苦々しく、乳母もジュリエットにつられて上手(かみて)を見る。
そこに、あたかも誰かがいるように。


「もう、そんなことはどうでもいいの。ねえ、誰なの?教えて」

「ええ、あの方ですね。あれはモンタギュー家の一人息子、ロミオですよ」

「今……今なんと言ったの?」


まさか恋をした相手が仇敵の息子だとは夢にも思わず、ジュリエットはその場に倒れそうになった。

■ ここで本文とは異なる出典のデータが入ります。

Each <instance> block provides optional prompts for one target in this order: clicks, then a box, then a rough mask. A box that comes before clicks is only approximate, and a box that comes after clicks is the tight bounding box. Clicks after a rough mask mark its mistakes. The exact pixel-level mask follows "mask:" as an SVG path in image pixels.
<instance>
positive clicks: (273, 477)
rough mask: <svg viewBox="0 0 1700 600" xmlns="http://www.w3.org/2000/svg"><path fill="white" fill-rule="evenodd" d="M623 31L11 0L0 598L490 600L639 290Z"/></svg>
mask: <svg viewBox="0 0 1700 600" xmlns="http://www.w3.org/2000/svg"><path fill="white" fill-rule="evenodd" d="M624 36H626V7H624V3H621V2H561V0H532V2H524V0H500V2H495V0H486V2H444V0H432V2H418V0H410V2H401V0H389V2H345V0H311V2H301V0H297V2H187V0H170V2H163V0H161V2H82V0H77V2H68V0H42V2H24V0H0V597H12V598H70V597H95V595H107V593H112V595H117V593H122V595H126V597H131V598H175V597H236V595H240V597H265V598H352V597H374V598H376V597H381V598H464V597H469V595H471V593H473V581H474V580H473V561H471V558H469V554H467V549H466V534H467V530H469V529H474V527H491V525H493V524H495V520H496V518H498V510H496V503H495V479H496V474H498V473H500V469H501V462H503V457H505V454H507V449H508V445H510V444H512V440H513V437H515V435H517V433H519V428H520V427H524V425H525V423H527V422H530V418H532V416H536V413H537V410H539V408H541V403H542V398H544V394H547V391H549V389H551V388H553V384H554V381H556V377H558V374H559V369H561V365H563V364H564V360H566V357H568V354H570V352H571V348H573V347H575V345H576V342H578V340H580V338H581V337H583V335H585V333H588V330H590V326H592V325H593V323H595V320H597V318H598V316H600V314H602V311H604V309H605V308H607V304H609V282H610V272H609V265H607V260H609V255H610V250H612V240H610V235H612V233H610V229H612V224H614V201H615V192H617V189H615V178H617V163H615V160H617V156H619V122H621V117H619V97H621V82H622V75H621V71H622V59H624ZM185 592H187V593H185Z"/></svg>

「あぁ……たった一つの私の愛が、たった一つの憎しみから生まれるなんて……。まさか、憎い仇敵を愛さなければならないなんて……」

「まぁ、なんのことです?」

「いいえ、ただの詩よ。ついさっき一緒に踊った方から教えていただいたの」


そう言って、朱里は下手(しもて)へと姿を消した。


「……やっぱりすげぇな……朱里の奴……ロミオなしで、第一幕終わらせやがった……」


そう呟いたのは、制御室からこの様子を見ていた汐恩だ。


「で、でも先輩……この後の第二幕は、ロミオのセリフからですよ?」

「そう、だな」


玲央、何やってんだ。
早く来い。

舞台を暗転させて、再び全体を明るく照らす。
ここから、ロミオは下手(しもて)から登場するはずだった。
なのに、そこには誰もいない。

しばらくの沈黙。
一体どうしたんだろうと、観客が疑問を抱く直前だった。


「……言いたいようにいえばいい」


突如観客席から、声が上がる。
汐恩は慌てて、その声の主にスポットライトを当てる。


「奴らはこの痛みを知らないから、好き勝手言えるんだ」


そこには、玲央が堂々と立っていた。


「……あの、ばかっ!!!」


遅いって!
汐恩の額から、汗が垂れる。
その汗は、頬を伝って床に落ちていった。